The rest of the days )
selenak: (Bardolatry by Cheesygirl)
We now have a trailer for the Joss Whedon directed Much Ado About Nothing, aka the way he relaxed after directing The Avengers (by producing Shakespeare at his house with his favourite actors). I may have been squeeing at the sight of Alexis Denisof & Amy Acker as Benedict & Beatrice, but Agent Coulson as Hero's dad Leonato was also nice to re-encounter. :)

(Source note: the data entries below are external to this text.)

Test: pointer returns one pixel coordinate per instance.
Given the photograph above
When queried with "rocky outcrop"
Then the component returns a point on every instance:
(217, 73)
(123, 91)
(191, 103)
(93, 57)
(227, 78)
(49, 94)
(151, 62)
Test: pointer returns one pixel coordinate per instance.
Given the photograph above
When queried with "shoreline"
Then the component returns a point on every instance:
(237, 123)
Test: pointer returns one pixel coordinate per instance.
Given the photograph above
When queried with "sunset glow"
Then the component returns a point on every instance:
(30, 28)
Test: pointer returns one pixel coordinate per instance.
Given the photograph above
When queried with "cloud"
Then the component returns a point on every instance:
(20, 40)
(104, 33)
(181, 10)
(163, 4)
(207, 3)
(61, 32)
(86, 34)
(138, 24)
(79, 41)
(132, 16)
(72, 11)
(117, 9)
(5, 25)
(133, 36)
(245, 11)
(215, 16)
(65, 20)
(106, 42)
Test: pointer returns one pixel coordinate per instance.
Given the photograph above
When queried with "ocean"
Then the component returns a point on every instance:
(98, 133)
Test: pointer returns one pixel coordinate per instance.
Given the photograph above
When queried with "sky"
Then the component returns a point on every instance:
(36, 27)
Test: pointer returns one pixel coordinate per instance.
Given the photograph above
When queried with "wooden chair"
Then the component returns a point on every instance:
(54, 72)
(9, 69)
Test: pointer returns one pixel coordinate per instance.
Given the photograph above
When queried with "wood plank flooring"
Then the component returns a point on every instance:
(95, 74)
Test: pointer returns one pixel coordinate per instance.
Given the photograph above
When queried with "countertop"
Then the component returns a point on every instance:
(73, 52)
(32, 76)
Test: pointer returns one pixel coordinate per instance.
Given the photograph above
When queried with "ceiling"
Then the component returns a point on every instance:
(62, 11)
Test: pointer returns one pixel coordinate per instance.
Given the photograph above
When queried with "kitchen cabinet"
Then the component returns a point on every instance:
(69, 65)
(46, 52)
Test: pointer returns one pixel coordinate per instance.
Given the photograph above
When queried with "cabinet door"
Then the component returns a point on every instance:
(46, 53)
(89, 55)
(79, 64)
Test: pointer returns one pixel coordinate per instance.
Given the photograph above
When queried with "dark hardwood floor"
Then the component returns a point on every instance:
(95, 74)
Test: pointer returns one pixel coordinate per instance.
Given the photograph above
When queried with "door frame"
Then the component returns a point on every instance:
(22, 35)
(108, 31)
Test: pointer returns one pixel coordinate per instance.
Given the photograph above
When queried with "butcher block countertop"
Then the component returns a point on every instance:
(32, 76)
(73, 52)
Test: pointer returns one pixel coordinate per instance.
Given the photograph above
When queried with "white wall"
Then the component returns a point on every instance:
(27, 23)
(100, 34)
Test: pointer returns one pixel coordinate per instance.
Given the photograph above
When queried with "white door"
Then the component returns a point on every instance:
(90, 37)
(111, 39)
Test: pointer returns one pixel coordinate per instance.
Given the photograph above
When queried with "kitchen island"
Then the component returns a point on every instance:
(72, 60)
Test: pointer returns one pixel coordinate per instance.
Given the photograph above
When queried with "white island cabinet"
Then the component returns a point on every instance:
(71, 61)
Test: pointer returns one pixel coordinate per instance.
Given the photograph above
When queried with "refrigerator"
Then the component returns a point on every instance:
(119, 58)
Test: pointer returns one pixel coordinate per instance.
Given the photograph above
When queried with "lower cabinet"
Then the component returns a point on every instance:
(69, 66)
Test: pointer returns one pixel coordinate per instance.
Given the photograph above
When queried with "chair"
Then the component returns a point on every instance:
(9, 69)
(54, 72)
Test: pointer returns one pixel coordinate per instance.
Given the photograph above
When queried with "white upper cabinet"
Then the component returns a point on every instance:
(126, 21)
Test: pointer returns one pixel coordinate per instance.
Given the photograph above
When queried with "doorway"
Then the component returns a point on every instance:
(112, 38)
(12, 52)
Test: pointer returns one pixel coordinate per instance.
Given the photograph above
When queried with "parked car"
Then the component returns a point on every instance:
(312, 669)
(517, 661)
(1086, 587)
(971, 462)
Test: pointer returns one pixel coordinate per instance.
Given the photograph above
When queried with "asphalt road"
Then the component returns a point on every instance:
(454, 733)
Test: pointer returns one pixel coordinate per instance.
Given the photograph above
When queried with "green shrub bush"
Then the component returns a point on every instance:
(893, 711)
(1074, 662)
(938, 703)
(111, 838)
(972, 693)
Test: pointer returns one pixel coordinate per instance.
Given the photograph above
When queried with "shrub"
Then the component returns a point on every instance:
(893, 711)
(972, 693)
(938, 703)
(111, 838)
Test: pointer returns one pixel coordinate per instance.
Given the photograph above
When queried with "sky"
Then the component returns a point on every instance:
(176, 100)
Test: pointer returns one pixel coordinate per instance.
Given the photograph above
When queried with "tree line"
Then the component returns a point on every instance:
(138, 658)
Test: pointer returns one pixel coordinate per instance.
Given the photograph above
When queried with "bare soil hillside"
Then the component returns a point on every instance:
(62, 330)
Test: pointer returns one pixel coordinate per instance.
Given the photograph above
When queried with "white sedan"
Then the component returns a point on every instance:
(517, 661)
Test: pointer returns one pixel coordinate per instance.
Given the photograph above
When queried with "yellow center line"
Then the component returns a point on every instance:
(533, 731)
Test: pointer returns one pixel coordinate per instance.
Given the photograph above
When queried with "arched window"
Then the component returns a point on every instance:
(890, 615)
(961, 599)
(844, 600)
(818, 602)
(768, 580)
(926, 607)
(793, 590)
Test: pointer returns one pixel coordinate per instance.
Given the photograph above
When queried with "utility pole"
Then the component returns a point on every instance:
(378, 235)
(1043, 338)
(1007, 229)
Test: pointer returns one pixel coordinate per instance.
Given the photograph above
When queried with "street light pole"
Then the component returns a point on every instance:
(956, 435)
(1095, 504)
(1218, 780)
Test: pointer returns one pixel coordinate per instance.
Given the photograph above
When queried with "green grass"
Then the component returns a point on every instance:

Speaking of enjoyable vids, [personal profile] stagbeetle has collected all the little webisodes Being Human has done this season around Alex trying to figure out her unfinished business with the help of Tom and Hal in one post. Chronologically, they're set after each broadcast episode, so the fifth one has really MAJOR spoilers for the fifth episode. (Meaning: don't watch them until you've already seen the fifth season so far.) They're both wildly funny and sometimes very touching, and made me more enthralled by Alex than ever. She's the best, and I'm going to miss her dreadfully when the show is over.